The problem? Interacting is easier than ever, but true, productive, value-creating collaboration is not. And what’s more, where engagement is occurring, its quality is deteriorating. This wastes valuable resources, because every minute spent on a low-value interaction eats into time that could be used for important, creative, and powerful activities.

Three critical collaborative interactions

  • Decision making, including complex or uncertain decisions (for example, investment decisions) and cross-cutting routine decisions (such as quarterly business reviews)
  • Creative solutions and coordination, including innovation sessions (for example, developing new products) and routine working sessions (such as daily check-ins)
  • Information sharing, including one-way communication (video, for instance) and two-way communication (such as town halls with Q&As)

Decision making: Determining decision rights

When you’re told you’re “responsible” for a decision, does that mean you get to decide? What if you’re told you’re “accountable”? Do you cast the deciding vote, or does the person responsible? What about those who must be “consulted”?

Sometimes we are told input will be reflected in the final answer—can a decision be vetoed if input is not fully considered?

It’s no wonder one of the key factors for fast, high-quality decisions is to clarify exactly who makes them. Consider a success story at a renewable-energy company. To foster accountability and transparency, the company developed a 30-minute “role card” conversation for managers to have with their direct reports.

As part of this conversation, managers explicitly laid out the decision rights and accountability metrics for each direct report.

The result? Role clarity enabled easier navigation for employees, sped up decision making, and resulted in decisions that were much more customer focused.

Creative solutions and coordination: Open innovation

Routine working sessions are fairly straightforward. What many organisations struggle with is finding innovative ways to identify and drive toward solutions. How often do you tell your teams what to do versus empowering them to come up with solutions?

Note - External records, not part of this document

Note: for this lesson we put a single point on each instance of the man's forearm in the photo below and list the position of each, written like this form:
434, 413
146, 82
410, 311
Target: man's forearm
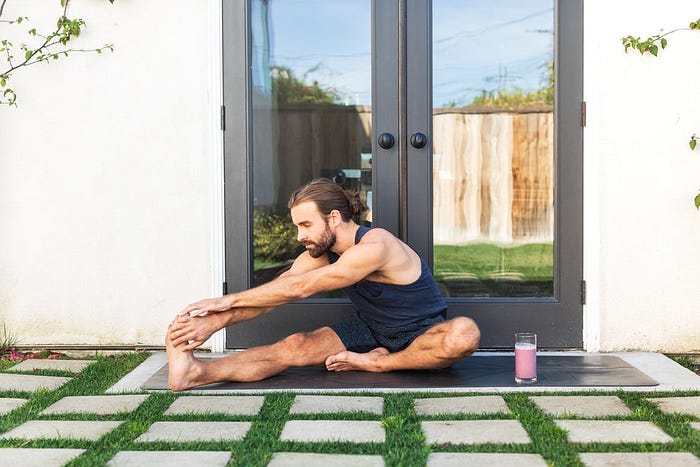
277, 292
239, 315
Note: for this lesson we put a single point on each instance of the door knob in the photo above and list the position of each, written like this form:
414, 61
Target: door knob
385, 140
418, 140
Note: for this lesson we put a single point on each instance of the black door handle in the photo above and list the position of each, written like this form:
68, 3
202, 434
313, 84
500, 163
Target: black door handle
418, 140
386, 141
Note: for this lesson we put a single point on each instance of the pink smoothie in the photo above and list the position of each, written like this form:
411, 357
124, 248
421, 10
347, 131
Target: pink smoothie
526, 361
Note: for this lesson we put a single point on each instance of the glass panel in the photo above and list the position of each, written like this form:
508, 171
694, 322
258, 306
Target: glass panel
311, 75
493, 144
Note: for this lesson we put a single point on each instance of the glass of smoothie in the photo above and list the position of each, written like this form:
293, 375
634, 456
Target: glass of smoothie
525, 358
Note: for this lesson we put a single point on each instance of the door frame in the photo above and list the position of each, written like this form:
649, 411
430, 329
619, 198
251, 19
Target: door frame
237, 173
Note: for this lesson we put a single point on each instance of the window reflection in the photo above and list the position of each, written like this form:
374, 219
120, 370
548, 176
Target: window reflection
493, 147
311, 116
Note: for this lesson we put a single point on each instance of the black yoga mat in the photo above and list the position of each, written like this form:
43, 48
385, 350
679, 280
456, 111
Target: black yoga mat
477, 371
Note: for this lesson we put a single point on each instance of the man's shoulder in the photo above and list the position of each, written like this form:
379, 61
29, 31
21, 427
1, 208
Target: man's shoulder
376, 234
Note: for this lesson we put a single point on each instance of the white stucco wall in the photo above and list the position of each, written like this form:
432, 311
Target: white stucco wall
106, 211
642, 230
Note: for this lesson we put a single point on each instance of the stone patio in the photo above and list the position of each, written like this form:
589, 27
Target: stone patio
441, 421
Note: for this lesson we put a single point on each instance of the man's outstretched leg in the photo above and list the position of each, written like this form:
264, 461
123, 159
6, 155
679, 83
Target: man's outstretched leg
257, 363
439, 347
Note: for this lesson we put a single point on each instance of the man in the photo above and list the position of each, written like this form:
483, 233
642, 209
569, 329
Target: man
400, 316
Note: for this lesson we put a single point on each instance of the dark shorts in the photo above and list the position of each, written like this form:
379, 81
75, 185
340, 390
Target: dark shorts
363, 334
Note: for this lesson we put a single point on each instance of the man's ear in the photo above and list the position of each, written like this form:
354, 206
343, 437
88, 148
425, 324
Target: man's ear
336, 216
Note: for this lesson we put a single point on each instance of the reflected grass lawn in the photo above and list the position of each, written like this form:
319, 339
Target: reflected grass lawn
530, 262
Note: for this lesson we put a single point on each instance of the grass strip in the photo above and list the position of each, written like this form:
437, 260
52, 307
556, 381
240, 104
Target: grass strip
547, 438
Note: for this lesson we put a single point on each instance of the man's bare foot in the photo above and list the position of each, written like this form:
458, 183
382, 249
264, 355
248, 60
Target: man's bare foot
348, 361
183, 368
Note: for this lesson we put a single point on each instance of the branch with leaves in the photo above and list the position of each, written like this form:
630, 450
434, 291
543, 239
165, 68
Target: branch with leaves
46, 47
651, 45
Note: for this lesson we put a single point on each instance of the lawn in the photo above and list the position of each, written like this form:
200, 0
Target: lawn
405, 444
531, 262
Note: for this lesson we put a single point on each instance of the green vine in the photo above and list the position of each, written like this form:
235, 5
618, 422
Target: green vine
45, 47
651, 45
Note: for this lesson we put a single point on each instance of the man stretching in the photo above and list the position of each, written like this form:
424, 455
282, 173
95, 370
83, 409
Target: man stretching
399, 321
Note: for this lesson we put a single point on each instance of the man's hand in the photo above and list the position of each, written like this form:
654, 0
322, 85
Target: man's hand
193, 331
207, 306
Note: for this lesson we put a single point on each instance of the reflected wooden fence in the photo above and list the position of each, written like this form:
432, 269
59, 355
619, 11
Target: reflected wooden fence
493, 176
493, 172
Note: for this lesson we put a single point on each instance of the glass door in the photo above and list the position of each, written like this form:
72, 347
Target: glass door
504, 154
299, 74
456, 121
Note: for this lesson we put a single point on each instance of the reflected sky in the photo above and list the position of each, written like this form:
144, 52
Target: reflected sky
478, 45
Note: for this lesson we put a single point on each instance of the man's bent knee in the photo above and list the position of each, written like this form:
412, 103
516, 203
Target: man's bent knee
310, 348
462, 337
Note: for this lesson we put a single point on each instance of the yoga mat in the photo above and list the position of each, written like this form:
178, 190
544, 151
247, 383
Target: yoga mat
477, 371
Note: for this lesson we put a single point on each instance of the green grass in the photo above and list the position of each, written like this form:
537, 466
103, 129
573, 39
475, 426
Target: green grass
405, 444
535, 261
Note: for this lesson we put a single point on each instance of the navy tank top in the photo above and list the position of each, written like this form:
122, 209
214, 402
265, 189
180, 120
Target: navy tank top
392, 304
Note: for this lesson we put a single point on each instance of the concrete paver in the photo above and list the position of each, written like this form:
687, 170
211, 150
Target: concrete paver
8, 404
474, 432
295, 459
460, 405
333, 430
228, 405
682, 405
337, 404
35, 457
99, 405
74, 366
170, 459
30, 383
646, 459
61, 429
584, 406
460, 459
182, 432
605, 431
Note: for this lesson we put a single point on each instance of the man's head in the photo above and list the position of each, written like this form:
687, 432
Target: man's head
317, 208
328, 197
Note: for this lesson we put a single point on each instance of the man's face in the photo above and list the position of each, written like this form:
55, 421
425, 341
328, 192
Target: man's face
314, 232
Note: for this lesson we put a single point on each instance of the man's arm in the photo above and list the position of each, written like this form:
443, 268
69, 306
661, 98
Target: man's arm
354, 264
307, 278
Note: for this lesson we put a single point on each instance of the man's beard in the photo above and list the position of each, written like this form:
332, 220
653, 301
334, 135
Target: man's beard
323, 245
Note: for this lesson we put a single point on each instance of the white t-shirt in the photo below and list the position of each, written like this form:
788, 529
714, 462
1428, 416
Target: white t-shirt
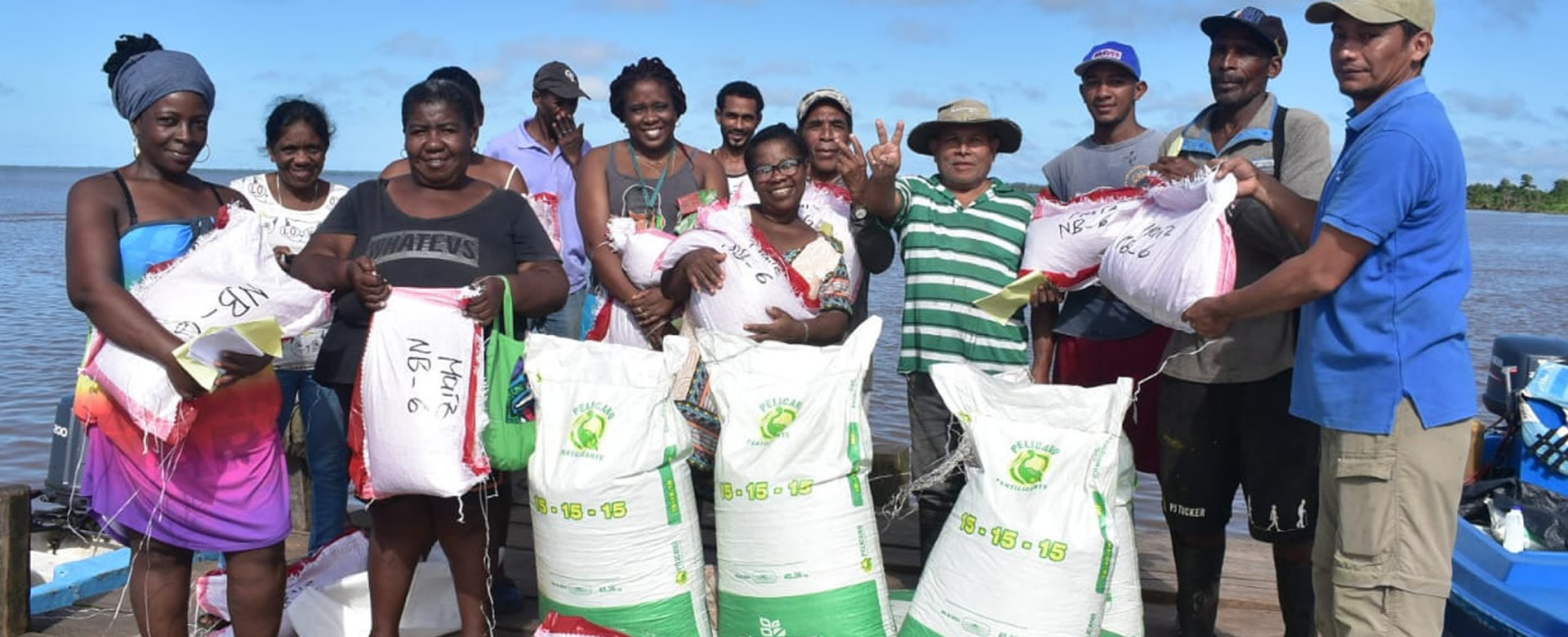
289, 228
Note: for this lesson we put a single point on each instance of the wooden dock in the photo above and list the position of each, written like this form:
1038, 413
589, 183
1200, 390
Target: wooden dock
1247, 606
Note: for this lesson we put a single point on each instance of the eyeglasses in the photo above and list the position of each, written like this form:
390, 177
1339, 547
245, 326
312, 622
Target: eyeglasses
786, 168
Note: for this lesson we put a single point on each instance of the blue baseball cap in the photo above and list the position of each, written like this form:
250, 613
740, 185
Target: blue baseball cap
1111, 52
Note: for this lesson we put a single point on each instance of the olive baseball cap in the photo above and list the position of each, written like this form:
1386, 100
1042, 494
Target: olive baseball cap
1419, 13
559, 79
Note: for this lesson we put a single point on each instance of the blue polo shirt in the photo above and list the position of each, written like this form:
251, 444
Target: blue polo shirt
1394, 328
548, 172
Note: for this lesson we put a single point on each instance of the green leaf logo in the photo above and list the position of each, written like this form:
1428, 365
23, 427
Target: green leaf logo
588, 429
1029, 466
777, 421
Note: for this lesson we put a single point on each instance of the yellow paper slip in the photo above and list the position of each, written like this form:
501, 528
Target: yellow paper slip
199, 357
1010, 298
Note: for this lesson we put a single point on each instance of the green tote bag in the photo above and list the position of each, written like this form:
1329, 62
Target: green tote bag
509, 438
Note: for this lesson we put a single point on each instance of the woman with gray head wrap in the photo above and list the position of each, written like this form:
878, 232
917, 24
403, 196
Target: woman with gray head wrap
225, 487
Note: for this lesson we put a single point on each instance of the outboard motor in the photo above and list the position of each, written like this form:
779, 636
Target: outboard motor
1513, 361
65, 458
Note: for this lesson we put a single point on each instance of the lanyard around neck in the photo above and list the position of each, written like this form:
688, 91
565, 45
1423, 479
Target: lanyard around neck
649, 197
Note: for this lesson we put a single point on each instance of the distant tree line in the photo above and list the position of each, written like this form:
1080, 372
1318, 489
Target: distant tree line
1523, 197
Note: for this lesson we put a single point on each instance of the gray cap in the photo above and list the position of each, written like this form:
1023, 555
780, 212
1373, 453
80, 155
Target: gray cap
559, 79
1419, 13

While they may solve the immediate need to “get stuff done,” bureaucracies and micromanagement are a recipe for disaster.

They slow down the organisational response to the market and customers, prevent leaders from focusing on strategic priorities, and harm employee engagement.

Case Study

Take Haier. The Chinese appliance maker divided itself into more than 4,000 microenterprises with ten to 15 employees each, organised in an open ecosystem of users, inventors, and partners (see sidebar.

This shift turned employees into energetic entrepreneurs who were directly accountable for customers. Haier’s microenterprises are free to form and evolve with little central direction, but they share the same approach to target setting, internal contracting, and cross-unit coordination.

Empowering employees to drive innovative solutions has taken the company from innovation-phobic to entrepreneurial at scale.

Since 2015, revenue from Haier Smart Home, the company’s listed home-appliance business, has grown by more than 18 percent a year, topping 209 billion renminbi ($32 billion) in 2020. The company has also made a string of acquisitions, including the 2016 purchase of GE Appliances, with new ventures creating more than $2 billion in market value.

Empowering others doesn’t mean leaving employees alone

Successful empowerment, counterintuitively, doesn’t mean leaving employees alone. Empowerment requires leaders to give employees both the tools and the right level of guidance and involvement.

Leaders should play what we call the coach role: coaches don’t tell people what to do but instead provide guidance and guardrails and ensure accountability, while stepping back and allowing others to come up with solutions.

Haier was able to use a variety of tools—including objectives and key results (OKRs) and common problem statements—to foster an agile way of working across the enterprise that focuses innovative organizational energy on the most important topics.

Not all companies can do this, and some will never be ready for enterprise agility. But every organisation can take steps to improve the speed and quality of decisions made by empowered individuals.